Tuesday, July 10th, 2012 at 6:39 pm
I am happy to announce to my readers, that my personal stock portfolio is currently over 10% return for the year. In fact it is up 11.8% as of July 10th close. Additionally, there is still 174 days left in this year. How have I been so successful?
- I straddled Best Buy (Symbol: BBY), sold on a bounce and then sold again on a free-fall.
- I was long on Sprint (Symbol: S) for a return of about 12% on my total portfolio.
- I shorted Monster (Symbol: MNST) for a very quick 11% gain, or about 1.5% return on total portfolio
- And a bunch of various smaller trades, including GE, MET, DOW, AAPL.
- I sold out of Amazon at a bad time to take a massive loss
- I bought into Netflix (Symbol: NFLX), thinking that it was ready to regain $100+ a share.
- I bought HP (Symbol: HPQ), and it was a dud.
- My conservative cover call positions, really didn’t pan out to be too successful. Most were gains, but fraction of percentage gains.

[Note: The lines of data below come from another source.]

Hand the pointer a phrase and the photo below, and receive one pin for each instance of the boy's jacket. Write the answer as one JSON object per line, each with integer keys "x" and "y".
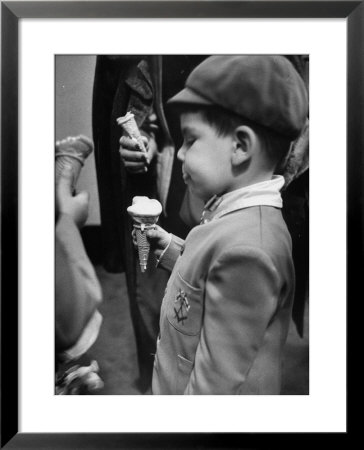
{"x": 226, "y": 310}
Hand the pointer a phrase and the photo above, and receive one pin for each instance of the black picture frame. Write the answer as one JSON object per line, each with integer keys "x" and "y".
{"x": 11, "y": 12}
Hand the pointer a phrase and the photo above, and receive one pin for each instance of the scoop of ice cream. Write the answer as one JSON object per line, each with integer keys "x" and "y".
{"x": 144, "y": 206}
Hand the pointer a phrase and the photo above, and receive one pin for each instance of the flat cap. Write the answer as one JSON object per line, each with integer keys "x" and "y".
{"x": 265, "y": 89}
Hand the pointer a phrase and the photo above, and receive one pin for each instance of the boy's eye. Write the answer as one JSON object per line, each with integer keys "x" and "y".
{"x": 188, "y": 142}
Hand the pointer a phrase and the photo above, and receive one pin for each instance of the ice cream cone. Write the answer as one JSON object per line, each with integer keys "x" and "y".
{"x": 73, "y": 152}
{"x": 130, "y": 127}
{"x": 143, "y": 245}
{"x": 145, "y": 213}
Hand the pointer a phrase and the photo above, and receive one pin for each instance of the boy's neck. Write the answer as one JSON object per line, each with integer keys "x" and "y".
{"x": 249, "y": 179}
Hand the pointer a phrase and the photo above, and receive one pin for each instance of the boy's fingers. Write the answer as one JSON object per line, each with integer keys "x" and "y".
{"x": 132, "y": 156}
{"x": 130, "y": 144}
{"x": 65, "y": 181}
{"x": 155, "y": 234}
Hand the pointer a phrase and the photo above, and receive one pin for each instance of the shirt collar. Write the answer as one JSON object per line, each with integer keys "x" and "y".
{"x": 265, "y": 193}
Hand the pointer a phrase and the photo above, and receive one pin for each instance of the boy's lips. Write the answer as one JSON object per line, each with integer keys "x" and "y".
{"x": 185, "y": 176}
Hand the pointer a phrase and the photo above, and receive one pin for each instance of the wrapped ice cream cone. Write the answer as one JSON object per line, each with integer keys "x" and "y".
{"x": 130, "y": 127}
{"x": 145, "y": 213}
{"x": 72, "y": 151}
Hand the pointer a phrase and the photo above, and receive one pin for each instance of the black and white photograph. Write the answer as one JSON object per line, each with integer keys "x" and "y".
{"x": 182, "y": 207}
{"x": 182, "y": 221}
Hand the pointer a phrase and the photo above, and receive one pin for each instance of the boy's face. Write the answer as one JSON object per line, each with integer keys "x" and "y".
{"x": 206, "y": 157}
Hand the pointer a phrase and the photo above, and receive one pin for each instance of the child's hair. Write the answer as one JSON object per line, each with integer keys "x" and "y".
{"x": 225, "y": 123}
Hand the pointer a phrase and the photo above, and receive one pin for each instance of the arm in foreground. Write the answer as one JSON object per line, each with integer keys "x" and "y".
{"x": 241, "y": 297}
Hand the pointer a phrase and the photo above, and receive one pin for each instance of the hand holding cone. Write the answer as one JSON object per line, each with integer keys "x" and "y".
{"x": 73, "y": 152}
{"x": 145, "y": 213}
{"x": 130, "y": 127}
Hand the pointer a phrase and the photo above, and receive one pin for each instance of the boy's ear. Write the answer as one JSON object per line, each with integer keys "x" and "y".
{"x": 244, "y": 143}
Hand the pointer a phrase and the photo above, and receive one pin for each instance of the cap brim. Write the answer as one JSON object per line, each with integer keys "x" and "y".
{"x": 189, "y": 97}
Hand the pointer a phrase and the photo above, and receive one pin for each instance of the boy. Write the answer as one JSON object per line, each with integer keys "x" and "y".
{"x": 226, "y": 310}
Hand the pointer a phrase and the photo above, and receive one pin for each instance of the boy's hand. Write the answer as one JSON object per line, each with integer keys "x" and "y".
{"x": 134, "y": 159}
{"x": 159, "y": 239}
{"x": 77, "y": 206}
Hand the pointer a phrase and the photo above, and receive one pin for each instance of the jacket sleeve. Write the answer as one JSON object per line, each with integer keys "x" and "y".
{"x": 78, "y": 292}
{"x": 240, "y": 299}
{"x": 168, "y": 258}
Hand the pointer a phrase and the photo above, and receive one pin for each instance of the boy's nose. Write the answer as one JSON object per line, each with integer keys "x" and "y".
{"x": 181, "y": 154}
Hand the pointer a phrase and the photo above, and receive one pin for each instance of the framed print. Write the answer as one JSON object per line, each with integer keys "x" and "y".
{"x": 37, "y": 38}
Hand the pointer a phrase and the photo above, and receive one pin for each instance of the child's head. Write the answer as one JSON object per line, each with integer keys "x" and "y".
{"x": 239, "y": 115}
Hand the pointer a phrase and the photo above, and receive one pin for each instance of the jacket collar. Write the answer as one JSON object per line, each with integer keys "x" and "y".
{"x": 266, "y": 193}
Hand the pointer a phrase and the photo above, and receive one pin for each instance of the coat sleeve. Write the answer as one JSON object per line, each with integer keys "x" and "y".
{"x": 240, "y": 299}
{"x": 168, "y": 258}
{"x": 78, "y": 291}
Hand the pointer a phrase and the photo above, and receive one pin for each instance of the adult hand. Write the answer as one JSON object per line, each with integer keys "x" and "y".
{"x": 75, "y": 206}
{"x": 158, "y": 238}
{"x": 134, "y": 159}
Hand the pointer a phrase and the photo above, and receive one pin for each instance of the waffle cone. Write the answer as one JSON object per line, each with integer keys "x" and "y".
{"x": 143, "y": 245}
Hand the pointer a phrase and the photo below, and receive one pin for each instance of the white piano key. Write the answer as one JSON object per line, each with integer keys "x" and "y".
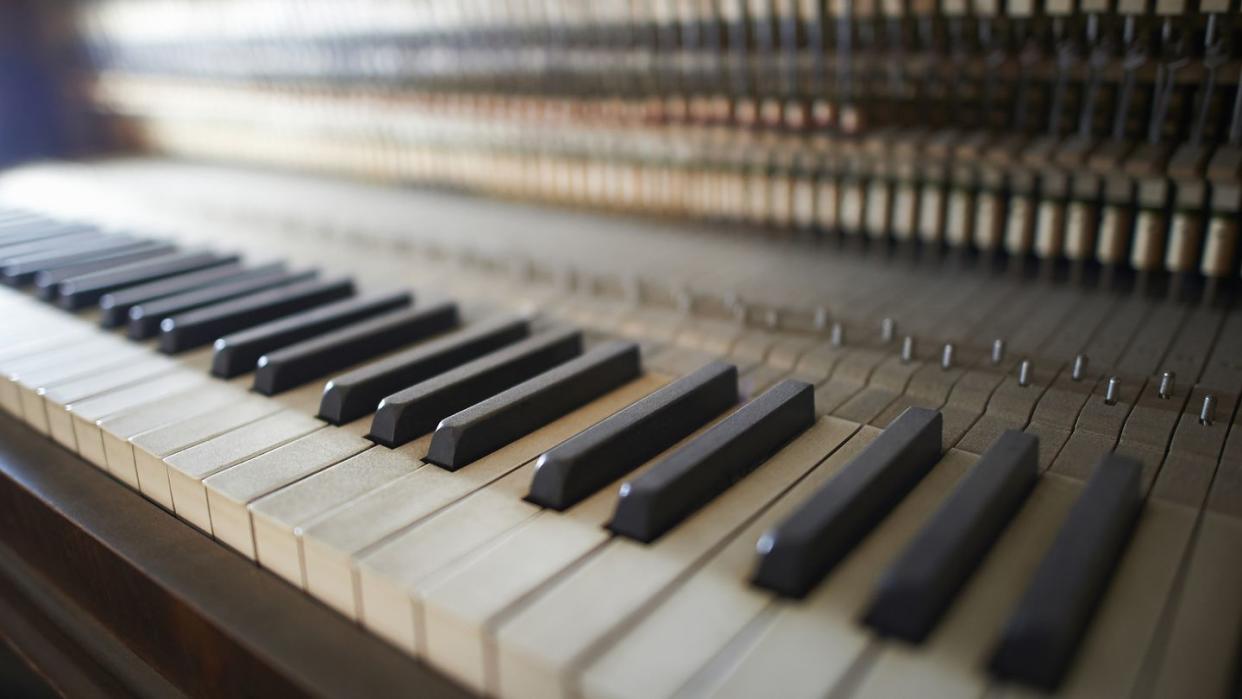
{"x": 389, "y": 575}
{"x": 152, "y": 447}
{"x": 186, "y": 469}
{"x": 811, "y": 643}
{"x": 117, "y": 430}
{"x": 86, "y": 414}
{"x": 280, "y": 518}
{"x": 231, "y": 491}
{"x": 539, "y": 646}
{"x": 329, "y": 545}
{"x": 57, "y": 363}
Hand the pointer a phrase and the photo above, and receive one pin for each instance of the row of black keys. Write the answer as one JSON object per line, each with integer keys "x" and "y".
{"x": 489, "y": 384}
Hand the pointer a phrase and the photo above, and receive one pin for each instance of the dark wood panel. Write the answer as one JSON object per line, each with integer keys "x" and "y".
{"x": 204, "y": 617}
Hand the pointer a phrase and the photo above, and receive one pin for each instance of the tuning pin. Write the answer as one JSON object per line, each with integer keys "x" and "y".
{"x": 837, "y": 335}
{"x": 771, "y": 318}
{"x": 1207, "y": 414}
{"x": 1079, "y": 368}
{"x": 1113, "y": 391}
{"x": 887, "y": 330}
{"x": 907, "y": 349}
{"x": 684, "y": 301}
{"x": 1024, "y": 373}
{"x": 947, "y": 356}
{"x": 1165, "y": 390}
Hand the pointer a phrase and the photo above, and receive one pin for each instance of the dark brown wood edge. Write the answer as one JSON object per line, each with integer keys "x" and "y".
{"x": 204, "y": 617}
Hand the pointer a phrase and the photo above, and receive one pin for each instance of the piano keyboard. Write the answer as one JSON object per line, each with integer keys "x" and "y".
{"x": 596, "y": 499}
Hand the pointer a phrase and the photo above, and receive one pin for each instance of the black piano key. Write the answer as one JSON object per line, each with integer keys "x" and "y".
{"x": 47, "y": 281}
{"x": 415, "y": 411}
{"x": 316, "y": 358}
{"x": 144, "y": 318}
{"x": 487, "y": 426}
{"x": 355, "y": 394}
{"x": 920, "y": 585}
{"x": 687, "y": 479}
{"x": 615, "y": 446}
{"x": 114, "y": 306}
{"x": 1040, "y": 640}
{"x": 239, "y": 353}
{"x": 201, "y": 327}
{"x": 87, "y": 289}
{"x": 21, "y": 270}
{"x": 805, "y": 546}
{"x": 58, "y": 237}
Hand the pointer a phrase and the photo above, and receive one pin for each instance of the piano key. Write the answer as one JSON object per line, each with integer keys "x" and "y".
{"x": 415, "y": 411}
{"x": 922, "y": 584}
{"x": 145, "y": 317}
{"x": 87, "y": 412}
{"x": 201, "y": 327}
{"x": 186, "y": 469}
{"x": 699, "y": 618}
{"x": 231, "y": 491}
{"x": 486, "y": 426}
{"x": 87, "y": 289}
{"x": 793, "y": 633}
{"x": 951, "y": 661}
{"x": 47, "y": 281}
{"x": 330, "y": 543}
{"x": 150, "y": 448}
{"x": 393, "y": 575}
{"x": 278, "y": 518}
{"x": 21, "y": 270}
{"x": 30, "y": 241}
{"x": 802, "y": 549}
{"x": 239, "y": 353}
{"x": 605, "y": 592}
{"x": 16, "y": 251}
{"x": 1040, "y": 640}
{"x": 657, "y": 500}
{"x": 358, "y": 392}
{"x": 55, "y": 368}
{"x": 118, "y": 428}
{"x": 596, "y": 457}
{"x": 116, "y": 306}
{"x": 339, "y": 349}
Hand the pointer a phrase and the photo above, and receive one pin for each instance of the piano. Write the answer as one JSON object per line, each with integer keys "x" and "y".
{"x": 625, "y": 349}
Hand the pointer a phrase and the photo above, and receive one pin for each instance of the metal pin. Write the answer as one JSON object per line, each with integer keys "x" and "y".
{"x": 997, "y": 350}
{"x": 1207, "y": 414}
{"x": 773, "y": 318}
{"x": 821, "y": 318}
{"x": 887, "y": 329}
{"x": 837, "y": 335}
{"x": 947, "y": 356}
{"x": 1079, "y": 368}
{"x": 1113, "y": 390}
{"x": 1165, "y": 390}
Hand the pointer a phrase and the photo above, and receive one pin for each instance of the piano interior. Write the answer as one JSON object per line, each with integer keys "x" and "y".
{"x": 621, "y": 349}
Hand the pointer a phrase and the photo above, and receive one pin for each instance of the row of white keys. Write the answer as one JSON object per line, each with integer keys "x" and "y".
{"x": 330, "y": 543}
{"x": 540, "y": 642}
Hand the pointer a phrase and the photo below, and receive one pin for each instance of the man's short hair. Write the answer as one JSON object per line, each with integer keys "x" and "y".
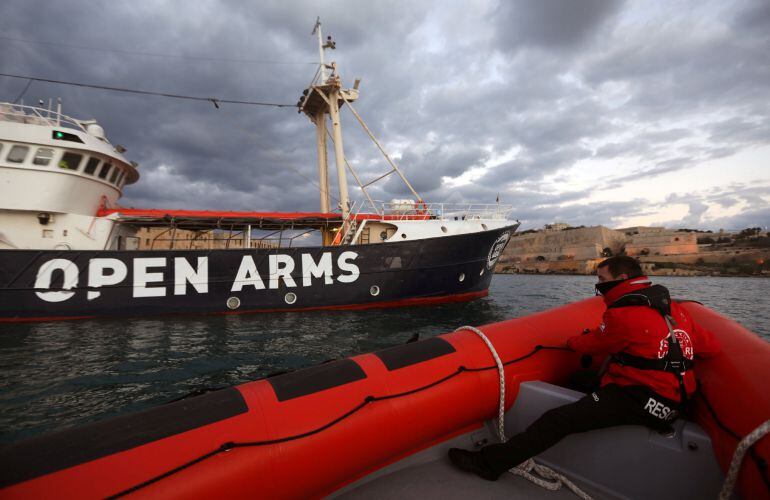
{"x": 622, "y": 264}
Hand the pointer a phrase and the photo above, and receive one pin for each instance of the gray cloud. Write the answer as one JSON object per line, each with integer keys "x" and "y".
{"x": 446, "y": 88}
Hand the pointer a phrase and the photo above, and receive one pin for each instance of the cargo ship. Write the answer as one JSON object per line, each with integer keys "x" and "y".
{"x": 68, "y": 250}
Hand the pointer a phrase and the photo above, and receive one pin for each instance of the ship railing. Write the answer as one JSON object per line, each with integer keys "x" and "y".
{"x": 348, "y": 228}
{"x": 19, "y": 113}
{"x": 411, "y": 210}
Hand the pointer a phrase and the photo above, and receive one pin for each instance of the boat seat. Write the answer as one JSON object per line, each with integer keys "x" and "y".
{"x": 620, "y": 462}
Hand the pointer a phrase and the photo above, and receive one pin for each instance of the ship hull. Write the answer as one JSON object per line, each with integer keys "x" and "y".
{"x": 46, "y": 285}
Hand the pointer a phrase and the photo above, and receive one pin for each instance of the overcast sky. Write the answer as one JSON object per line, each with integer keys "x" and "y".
{"x": 582, "y": 111}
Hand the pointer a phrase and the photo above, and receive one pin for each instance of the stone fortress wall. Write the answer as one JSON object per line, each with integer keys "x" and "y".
{"x": 561, "y": 249}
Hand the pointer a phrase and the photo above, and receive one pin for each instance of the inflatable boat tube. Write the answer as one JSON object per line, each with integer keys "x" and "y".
{"x": 310, "y": 432}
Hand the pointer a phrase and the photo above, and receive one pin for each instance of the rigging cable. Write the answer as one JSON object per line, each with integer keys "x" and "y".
{"x": 26, "y": 87}
{"x": 152, "y": 54}
{"x": 213, "y": 100}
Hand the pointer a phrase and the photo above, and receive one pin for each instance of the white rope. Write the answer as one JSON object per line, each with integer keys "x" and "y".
{"x": 738, "y": 455}
{"x": 546, "y": 477}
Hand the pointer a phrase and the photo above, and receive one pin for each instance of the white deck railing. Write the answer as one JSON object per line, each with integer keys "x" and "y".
{"x": 445, "y": 211}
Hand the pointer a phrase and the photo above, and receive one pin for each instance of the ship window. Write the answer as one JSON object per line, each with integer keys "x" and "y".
{"x": 70, "y": 161}
{"x": 105, "y": 170}
{"x": 91, "y": 165}
{"x": 43, "y": 156}
{"x": 18, "y": 154}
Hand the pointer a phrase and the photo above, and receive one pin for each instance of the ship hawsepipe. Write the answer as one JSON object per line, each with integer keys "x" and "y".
{"x": 68, "y": 284}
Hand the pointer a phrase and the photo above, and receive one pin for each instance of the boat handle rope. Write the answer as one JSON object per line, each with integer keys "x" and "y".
{"x": 740, "y": 452}
{"x": 230, "y": 445}
{"x": 546, "y": 477}
{"x": 758, "y": 460}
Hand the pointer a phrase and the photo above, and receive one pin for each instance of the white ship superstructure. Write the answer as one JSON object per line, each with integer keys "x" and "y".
{"x": 55, "y": 174}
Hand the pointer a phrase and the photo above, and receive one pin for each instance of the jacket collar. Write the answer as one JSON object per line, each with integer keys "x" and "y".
{"x": 627, "y": 286}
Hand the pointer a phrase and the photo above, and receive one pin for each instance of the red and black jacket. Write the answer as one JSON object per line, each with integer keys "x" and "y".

Why such a long delay on an update? Because I changed brokers. Because I deal with such small amounts of money, I decided to go to OptionsHouse from Etrade. They had a promotion that they would transfer it over without cost and I decided to jump. Do I like OptionHouse More? Yes and No. The fees are substantially cheaper, but the interface isn’t as good as some of the Etrade products. However, the fees are so much cheaper, that I will continue to stay with OptionHouse. Five bucks for a option trade of 5 contracts or less, hard to beat.
There was a little but of a hick-up though, one of my cost basis did not transfer over properly and they solved one problem, but made another. They added the cost basis (that I had to give them via email), but it immediately showed up as a gain.
Regardless, be prepared to have more stock portfolio updates and recommendations. At this current rate I could even hit a crazy 20% by the end of the year (or lose the 11% I have gained thus far).